The context for this conversation is that the people had just been miraculously fed by Jesus. There were likely 20,000 or more people who were fed with a handful of loaves and fish. They had all they wanted to eat, and afterward, there were twelve baskets of leftovers! These were people who lived life, actually and truly, wondering where their next meal would come from. So, to be able to eat to the full of not just bread but also fish was a remarkable experience.

You can’t blame them for wanting more!

Jesus doesn’t mess around in this conversation. Can you try to picture the interaction in your mind? (We learn at the end of the passage that this interaction took place at the synagogue in Capernaum.) The people drop a “Jesus, when did you arrive?” It almost has the sense of them trying to play it off like they would have come there anyway.

In my head, I see Ted Mosby from How I Met Your Mother trying to be nonchalant with Robin as he’s trying to walk back his quick, “I love you.”

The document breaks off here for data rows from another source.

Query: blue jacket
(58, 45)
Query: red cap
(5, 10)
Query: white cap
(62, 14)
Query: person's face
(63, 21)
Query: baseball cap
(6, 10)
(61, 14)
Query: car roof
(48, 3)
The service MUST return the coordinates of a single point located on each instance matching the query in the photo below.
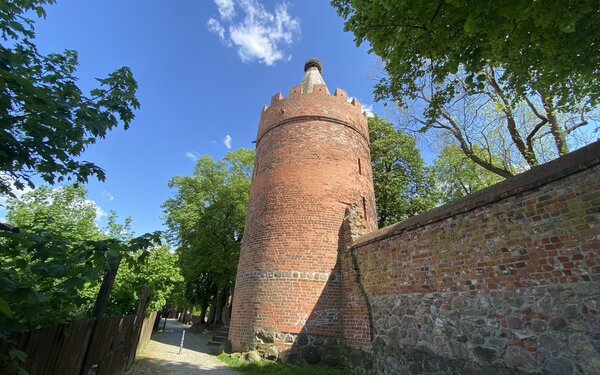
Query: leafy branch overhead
(46, 121)
(549, 45)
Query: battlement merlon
(320, 89)
(316, 105)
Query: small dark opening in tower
(365, 207)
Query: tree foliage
(502, 133)
(46, 121)
(63, 212)
(159, 272)
(458, 176)
(403, 184)
(206, 219)
(49, 264)
(549, 45)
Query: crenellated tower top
(312, 99)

Jesus isn’t buying it, and he challenges their motives. He knows that they chased him around the lake not for spiritual reasons but because they wanted their bellies filled again. He’s saying, “You’re being led by your stomach.” They want the material good that Jesus provided them, not the spiritual good that is more important.

Jesus wants them to see what is really going on here. That they can have something that is eternal and real. Do you remember his conversation with the woman at the well? It’s the same here, only now it’s food. He is offering them eternal life and doesn’t want them to miss it.

“Do not work for food that spoils.”

This pursuit of the temporal, the immediate, the material will ultimately let you down.

They respond, “Tell us how!”

The answer? Believe in the one that God has sent.

It is remarkable that we chase and chase after the things of this world that are fleeting. We so deeply desire stuff that ultimately spoils. Jesus challenges us to consider the reality that we can rest in him and, in so doing, receive something that never spoils, eternal life.